With nightfall, I continued to see Mommy - her busy figure in the kitchen, her elegant appearance on the street, her tender eyes bent over my sick bed. The love and joys of daily life were dead forever. I cried tears that seemed endless. How much more could we endure? Yet how could the rest, supposedly people, keep on living in the middle of it all? How did a German sleep after a butchery day? What defense did Goering, Hitler, and Eichmann have for themselves?                              '

How did they expect to pay for minds and bodies? I closed my eyes and saw the fields of Poland - yellow corn fields, and the glare of the sun on daisies and violets, and big cherry trees ... I wondered if the flowers and trees were still blooming in the blood-watered ground and in the smoke from the crematoriums.

As the days and nights passed without any markers to tell them apart, we made friends with the girls around us. Lucia, from Krakow, slept near me. Together, we lay silent on the floors, waiting for our rations. The potatoes were not peeled. We ate them anyway. We were hungry.


After a few days, Lucia received a note from the other building. We learned from it that there were Jewish men still alive, being held in that place.


She started to get notes regularly, tied to rocks and thrown over the fence between the two buildings. She read the letters to us aloud. Her husband was alive, and living with two other men. They were Lolek Grudman and Izio Abramson.

Lolek was Izio's brother-in-law, she told us. He was, she said, kind and good, and Izio, from Czestochowa, was brilliant and handsome.

After a while she stopped talking about Lolek, and concentrated on Izio ­- how personable, witty, what a mind! As soon as we got out of the building, she told me, she must certainly introduce us.

Good time to think about boys. I still could not forget Mommy - how did she die? Or was she still alive? For a married woman, Lucia sounded so foolish.

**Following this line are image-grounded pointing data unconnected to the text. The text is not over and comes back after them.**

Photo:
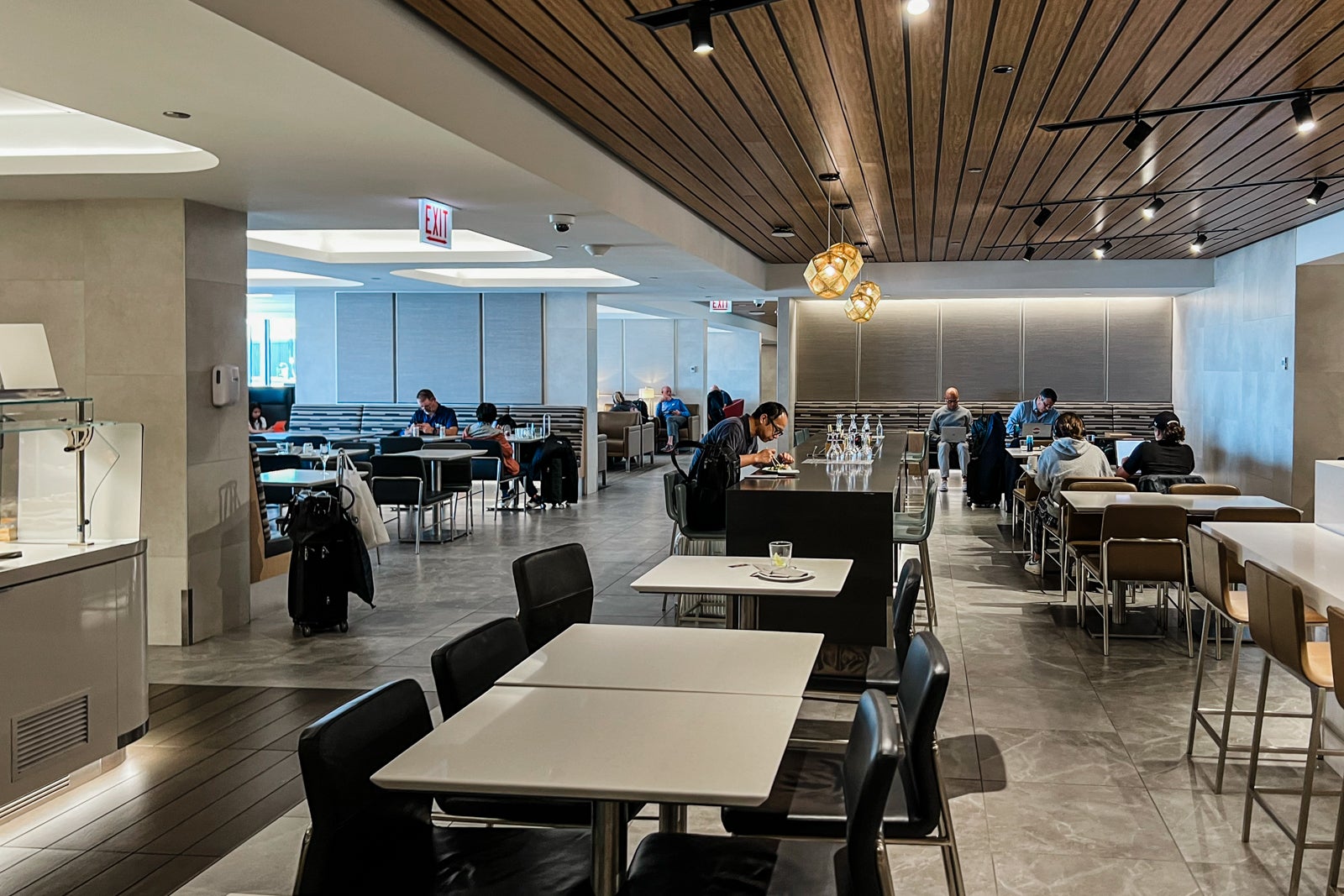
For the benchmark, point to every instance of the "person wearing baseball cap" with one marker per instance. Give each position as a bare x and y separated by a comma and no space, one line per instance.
1167,454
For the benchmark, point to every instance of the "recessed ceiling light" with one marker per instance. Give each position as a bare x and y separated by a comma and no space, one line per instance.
39,137
517,277
386,248
276,277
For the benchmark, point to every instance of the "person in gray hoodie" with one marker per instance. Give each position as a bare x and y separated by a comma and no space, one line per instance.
1068,456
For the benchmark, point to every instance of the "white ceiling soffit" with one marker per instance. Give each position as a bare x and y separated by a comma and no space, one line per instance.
1010,280
264,277
39,137
387,248
517,277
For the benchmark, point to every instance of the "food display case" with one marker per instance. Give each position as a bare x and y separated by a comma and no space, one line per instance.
73,626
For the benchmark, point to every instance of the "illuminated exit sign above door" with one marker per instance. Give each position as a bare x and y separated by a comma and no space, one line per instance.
436,223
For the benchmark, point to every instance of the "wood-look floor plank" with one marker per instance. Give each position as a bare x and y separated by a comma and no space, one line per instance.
222,810
101,833
194,804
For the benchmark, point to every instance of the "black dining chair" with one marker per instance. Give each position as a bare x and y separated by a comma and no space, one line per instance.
853,866
367,840
851,669
811,799
465,668
554,591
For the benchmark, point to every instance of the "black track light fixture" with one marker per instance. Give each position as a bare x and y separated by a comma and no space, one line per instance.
1303,116
702,33
1137,134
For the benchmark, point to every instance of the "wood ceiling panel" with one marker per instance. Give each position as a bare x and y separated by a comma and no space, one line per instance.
902,107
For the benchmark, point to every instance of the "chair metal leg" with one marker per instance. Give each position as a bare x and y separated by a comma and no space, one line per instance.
1256,741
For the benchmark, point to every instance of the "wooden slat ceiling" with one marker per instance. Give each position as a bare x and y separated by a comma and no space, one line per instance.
904,107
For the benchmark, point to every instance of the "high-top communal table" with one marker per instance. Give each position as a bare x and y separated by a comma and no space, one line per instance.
826,513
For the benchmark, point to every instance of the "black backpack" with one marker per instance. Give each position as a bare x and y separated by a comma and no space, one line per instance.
707,485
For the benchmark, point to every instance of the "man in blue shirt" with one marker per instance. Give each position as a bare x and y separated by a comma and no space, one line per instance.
433,416
675,417
1034,410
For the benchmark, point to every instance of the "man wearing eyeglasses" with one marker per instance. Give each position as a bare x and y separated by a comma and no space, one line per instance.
741,434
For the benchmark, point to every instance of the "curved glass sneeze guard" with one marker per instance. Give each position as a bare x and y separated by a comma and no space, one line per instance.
50,452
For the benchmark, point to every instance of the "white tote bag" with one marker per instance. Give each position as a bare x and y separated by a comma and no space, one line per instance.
366,511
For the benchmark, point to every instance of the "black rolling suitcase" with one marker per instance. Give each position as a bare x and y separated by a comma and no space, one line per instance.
985,472
328,563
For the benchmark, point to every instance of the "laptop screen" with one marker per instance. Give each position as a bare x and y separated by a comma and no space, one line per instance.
1124,448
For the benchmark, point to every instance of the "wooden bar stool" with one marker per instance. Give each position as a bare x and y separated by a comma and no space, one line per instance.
1278,624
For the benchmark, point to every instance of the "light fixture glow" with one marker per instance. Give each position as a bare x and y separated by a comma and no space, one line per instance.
702,33
1137,134
517,277
1303,116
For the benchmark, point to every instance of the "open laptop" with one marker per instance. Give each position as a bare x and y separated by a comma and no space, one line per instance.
1124,448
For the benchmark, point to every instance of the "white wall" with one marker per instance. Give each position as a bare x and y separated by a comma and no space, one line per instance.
1229,383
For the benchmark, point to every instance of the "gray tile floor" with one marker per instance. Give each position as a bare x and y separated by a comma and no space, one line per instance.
1068,768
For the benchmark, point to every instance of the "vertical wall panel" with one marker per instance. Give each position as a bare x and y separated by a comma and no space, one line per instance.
511,342
900,354
1140,359
365,369
1065,343
826,352
981,348
649,355
438,347
611,338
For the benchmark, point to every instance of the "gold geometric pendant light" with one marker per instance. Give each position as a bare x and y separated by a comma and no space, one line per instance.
864,301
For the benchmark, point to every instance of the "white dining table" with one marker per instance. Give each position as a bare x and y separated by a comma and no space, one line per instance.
734,578
606,746
1194,504
669,658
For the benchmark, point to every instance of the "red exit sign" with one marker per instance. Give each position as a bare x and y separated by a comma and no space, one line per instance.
436,223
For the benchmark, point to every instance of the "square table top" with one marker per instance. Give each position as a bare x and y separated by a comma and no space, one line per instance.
443,454
732,575
667,658
1196,504
585,743
1307,553
299,479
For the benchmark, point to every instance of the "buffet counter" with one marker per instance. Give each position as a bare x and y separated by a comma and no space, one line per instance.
73,652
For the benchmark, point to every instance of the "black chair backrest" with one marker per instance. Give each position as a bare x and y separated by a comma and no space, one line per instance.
904,607
398,443
870,768
470,665
365,839
924,684
554,591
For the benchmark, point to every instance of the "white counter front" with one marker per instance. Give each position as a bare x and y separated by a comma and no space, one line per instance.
73,652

Now Germans organized Jewish police to keep order. They told us to pack our things. We moved out again, this time to the poorest section of the ghetto, where they had just put up fresh wires. They opened the gates, and in one rush, we trampled over each other, clawing and scratching our way in, to get a place to stay. Like madmen, we grabbed at the scraps of clothing the other Jews had left behind. We snatched at moldy crusts and picked the floors clean.


We were all young, and we had been granted a reprieve. Now most lost their ethics, didn't give a damn about morality. They bound each other, not with love, but with the name: Jew. Every one that was left belonged to the rest. They wanted to live.


In those hideous hours, they lived the lives of the condemned. They did not care, because they would never have to look life in the face again.


They made love-making an instrument of grabbing all life in at one time. They had love when everything else had been taken away. Now they consumed each other bitterly. But love consumed in frenzy had the quality of despair.


With no beds to lie on, only a dirty floor, forty people grappled with each other, reassuring themselves that they were still alive. There were no partitions, no curtains to dress or undress behind. Sleeping against each other at night, we were forced upon each other in the daylight, too.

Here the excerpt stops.